Date of Award

8-2025

Document Type

Dissertation

Degree Name

Doctor of Philosophy (PhD)

Department

Economics

Committee Chair/Advisor

Howard Bodenhorn

Committee Member

Robert Fleck

Committee Member

Jonathan Leganza

Committee Member

Michael Makowsky

Abstract

This dissertation consists of three essays in economic history, unified by a focus on one of America's earliest transportation infrastructures, the canal system, in nineteenth-century New York. Each chapter explores a different aspect of the state's transformation: its economy, politics, and finance, each of which helped construct New York as the Empire State.

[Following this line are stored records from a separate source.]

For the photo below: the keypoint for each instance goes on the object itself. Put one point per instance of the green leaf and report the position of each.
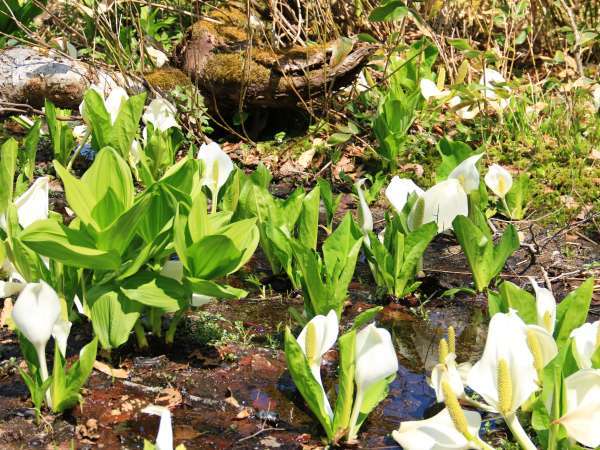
(70, 247)
(113, 315)
(345, 399)
(79, 197)
(572, 312)
(522, 301)
(305, 382)
(151, 289)
(308, 222)
(212, 289)
(8, 164)
(127, 124)
(452, 153)
(110, 172)
(213, 257)
(30, 149)
(389, 11)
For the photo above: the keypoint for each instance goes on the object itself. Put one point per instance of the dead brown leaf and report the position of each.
(110, 371)
(169, 397)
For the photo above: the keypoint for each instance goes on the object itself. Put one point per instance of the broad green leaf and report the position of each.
(8, 164)
(520, 300)
(572, 312)
(79, 197)
(212, 289)
(70, 247)
(452, 153)
(127, 124)
(110, 172)
(213, 257)
(118, 236)
(308, 222)
(345, 398)
(30, 150)
(389, 10)
(113, 315)
(154, 290)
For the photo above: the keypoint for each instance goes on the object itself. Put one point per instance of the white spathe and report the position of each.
(114, 101)
(467, 173)
(582, 417)
(448, 371)
(437, 433)
(32, 205)
(365, 217)
(375, 360)
(545, 304)
(161, 114)
(506, 340)
(465, 113)
(164, 438)
(430, 90)
(399, 190)
(318, 341)
(217, 166)
(587, 340)
(36, 311)
(499, 180)
(440, 204)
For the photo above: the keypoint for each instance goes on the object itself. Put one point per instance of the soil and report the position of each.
(225, 379)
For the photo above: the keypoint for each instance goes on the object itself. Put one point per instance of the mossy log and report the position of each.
(233, 64)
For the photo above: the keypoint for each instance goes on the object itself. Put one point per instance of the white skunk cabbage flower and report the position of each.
(587, 340)
(317, 338)
(499, 180)
(375, 361)
(32, 205)
(507, 374)
(114, 101)
(465, 113)
(430, 90)
(164, 438)
(447, 371)
(489, 79)
(545, 304)
(158, 58)
(161, 114)
(583, 407)
(399, 190)
(467, 173)
(217, 167)
(37, 314)
(366, 217)
(440, 204)
(440, 432)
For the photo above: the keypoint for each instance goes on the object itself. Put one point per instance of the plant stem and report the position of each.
(41, 352)
(518, 432)
(87, 135)
(506, 207)
(170, 334)
(140, 335)
(353, 430)
(471, 402)
(215, 198)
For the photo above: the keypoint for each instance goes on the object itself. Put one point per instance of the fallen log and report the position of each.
(28, 75)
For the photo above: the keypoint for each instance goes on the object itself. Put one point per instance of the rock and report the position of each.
(28, 75)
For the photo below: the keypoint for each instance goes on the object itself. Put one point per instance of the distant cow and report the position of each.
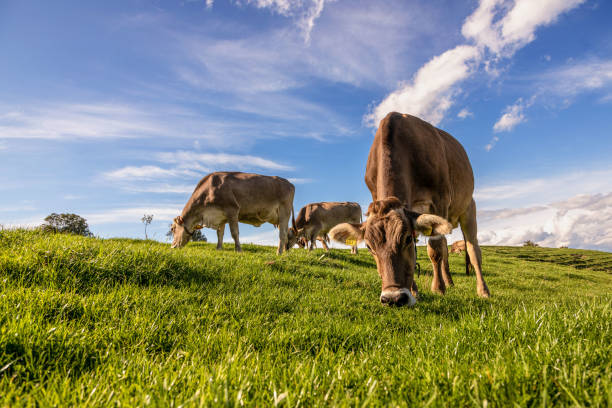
(316, 219)
(233, 197)
(420, 178)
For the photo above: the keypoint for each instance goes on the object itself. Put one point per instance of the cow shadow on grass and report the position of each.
(452, 308)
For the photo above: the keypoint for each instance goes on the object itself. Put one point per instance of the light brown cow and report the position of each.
(419, 177)
(233, 197)
(456, 248)
(316, 219)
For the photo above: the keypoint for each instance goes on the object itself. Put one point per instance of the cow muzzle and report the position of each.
(398, 298)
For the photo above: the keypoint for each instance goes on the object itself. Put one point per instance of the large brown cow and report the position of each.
(419, 177)
(316, 219)
(233, 197)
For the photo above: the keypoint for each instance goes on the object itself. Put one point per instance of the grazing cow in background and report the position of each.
(303, 242)
(316, 219)
(233, 197)
(420, 178)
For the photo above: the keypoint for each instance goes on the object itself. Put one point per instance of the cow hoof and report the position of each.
(484, 292)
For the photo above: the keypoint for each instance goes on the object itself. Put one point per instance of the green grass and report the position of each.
(92, 322)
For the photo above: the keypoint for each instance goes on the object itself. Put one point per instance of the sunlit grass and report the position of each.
(101, 322)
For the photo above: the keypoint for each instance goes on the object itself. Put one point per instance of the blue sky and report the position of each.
(115, 109)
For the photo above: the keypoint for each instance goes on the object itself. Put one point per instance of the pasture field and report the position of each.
(118, 322)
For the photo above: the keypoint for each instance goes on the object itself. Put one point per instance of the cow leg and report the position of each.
(283, 231)
(220, 232)
(436, 255)
(469, 228)
(325, 247)
(235, 235)
(413, 289)
(446, 276)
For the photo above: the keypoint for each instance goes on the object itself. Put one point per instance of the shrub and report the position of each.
(66, 223)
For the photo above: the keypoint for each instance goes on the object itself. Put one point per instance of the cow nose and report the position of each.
(397, 298)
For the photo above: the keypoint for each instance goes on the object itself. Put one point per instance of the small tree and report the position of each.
(198, 235)
(146, 220)
(66, 223)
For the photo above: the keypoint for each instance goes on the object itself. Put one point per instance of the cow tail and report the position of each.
(467, 257)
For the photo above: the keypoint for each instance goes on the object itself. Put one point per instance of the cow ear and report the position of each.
(347, 232)
(429, 224)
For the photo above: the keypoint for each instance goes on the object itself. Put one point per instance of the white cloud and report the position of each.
(298, 180)
(499, 26)
(465, 113)
(430, 93)
(513, 115)
(545, 189)
(566, 209)
(492, 143)
(146, 173)
(582, 221)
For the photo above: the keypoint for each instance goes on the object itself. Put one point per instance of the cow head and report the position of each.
(180, 233)
(389, 233)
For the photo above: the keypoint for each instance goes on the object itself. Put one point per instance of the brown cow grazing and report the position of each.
(419, 177)
(233, 197)
(303, 242)
(457, 247)
(316, 219)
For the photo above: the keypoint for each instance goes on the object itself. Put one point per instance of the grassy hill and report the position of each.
(94, 322)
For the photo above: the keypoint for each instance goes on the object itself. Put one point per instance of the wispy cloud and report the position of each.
(212, 160)
(560, 84)
(146, 173)
(186, 166)
(132, 214)
(465, 113)
(495, 30)
(78, 121)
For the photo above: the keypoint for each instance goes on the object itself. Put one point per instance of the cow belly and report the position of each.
(259, 217)
(213, 218)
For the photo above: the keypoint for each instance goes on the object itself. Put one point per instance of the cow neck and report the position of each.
(390, 182)
(190, 218)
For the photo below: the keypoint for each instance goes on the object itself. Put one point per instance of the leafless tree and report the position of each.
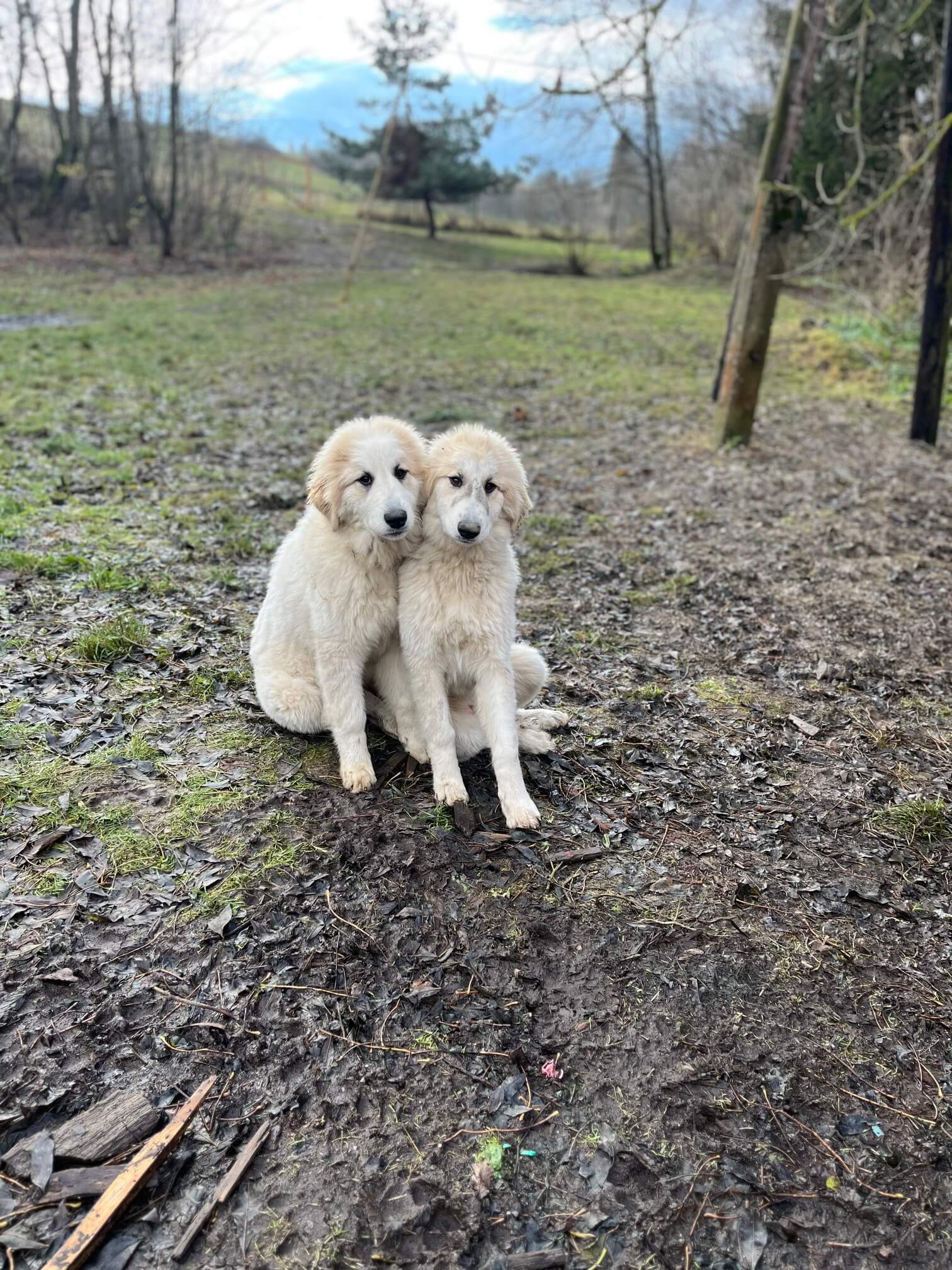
(110, 180)
(161, 195)
(404, 37)
(18, 17)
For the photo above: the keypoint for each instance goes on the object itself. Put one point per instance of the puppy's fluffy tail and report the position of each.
(291, 701)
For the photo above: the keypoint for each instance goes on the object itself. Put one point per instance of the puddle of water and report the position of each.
(27, 322)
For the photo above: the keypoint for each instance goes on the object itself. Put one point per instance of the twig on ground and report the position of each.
(222, 1192)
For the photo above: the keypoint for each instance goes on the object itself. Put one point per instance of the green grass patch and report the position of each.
(112, 639)
(647, 692)
(110, 578)
(54, 566)
(490, 1152)
(918, 821)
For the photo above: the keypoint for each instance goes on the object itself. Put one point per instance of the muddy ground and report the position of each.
(747, 988)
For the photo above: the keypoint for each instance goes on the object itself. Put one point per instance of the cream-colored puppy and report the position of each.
(457, 620)
(328, 626)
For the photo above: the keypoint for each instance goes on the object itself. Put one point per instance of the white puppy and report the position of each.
(457, 620)
(329, 621)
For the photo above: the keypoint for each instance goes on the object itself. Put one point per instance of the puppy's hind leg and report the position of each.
(290, 700)
(530, 675)
(471, 740)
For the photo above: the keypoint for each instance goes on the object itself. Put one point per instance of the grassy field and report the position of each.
(754, 652)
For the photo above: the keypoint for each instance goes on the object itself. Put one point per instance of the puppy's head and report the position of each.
(473, 481)
(368, 474)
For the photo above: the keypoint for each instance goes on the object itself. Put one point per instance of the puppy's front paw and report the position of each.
(358, 779)
(450, 791)
(416, 747)
(521, 813)
(535, 741)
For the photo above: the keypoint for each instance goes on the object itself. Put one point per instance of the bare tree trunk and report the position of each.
(168, 224)
(937, 309)
(368, 203)
(71, 136)
(657, 187)
(431, 217)
(115, 212)
(12, 134)
(163, 210)
(652, 198)
(758, 273)
(72, 88)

The first chapter studies the economic impact of canals on economic modernization from three aspects: sectoral transition, urbanization, and banking development. Contrary to much of the modern literature finds transportation infrastructure leads to decentralization, I find the opposite-evidence of centralization. Specially: (1) canal towns experienced a transition in employment from agriculture to manufacturing and commerce, with larger manufacturing mills and more commercial activities; (2) canals promoted long-term population growth in existing towns and the formation of new towns; (3) canals encouraged the entry of new banks and increased bank size in canal towns; and (4) the geographic influence of the canal is limited in terms of employment and population growth.

The second chapter studies the political impact of canals on regional voting patterns, using this context to explore how transportation-induced changes influence voter behavior. I find that votes for anti-Jacksonians (left-wing) were higher in areas closer to canals. Two main factors explain this pattern: (1) transportation improvement transformed the local economy and labor force, as the rising manufacturing and commercial workers in canal towns became ideologically and economically aligned with anti-Jacksonians; and (2) social movements reinforced these political alignments through information dissemination by newspapers in canal towns.

The third chapter, co-authored with Howard Bodenhorn, studies the evolution and consequences of bank-borrower relationships using a new dataset of 55,000 loans issued to 10,000 unique borrowers over 35 years in mid-nineteenth-century New York. We estimate the effects of a marginal increase in relationship strength, length, and exclusivity. We find that: (1) long-term, exclusive relationships enabled borrowers to access larger loans at modestly lower rates and with less collateral security; (2) banks acted on proprietary borrower information early in the relationship; (3) these long-term relationships continued to benefit borrowers in obtaining relatively larger loans even after default.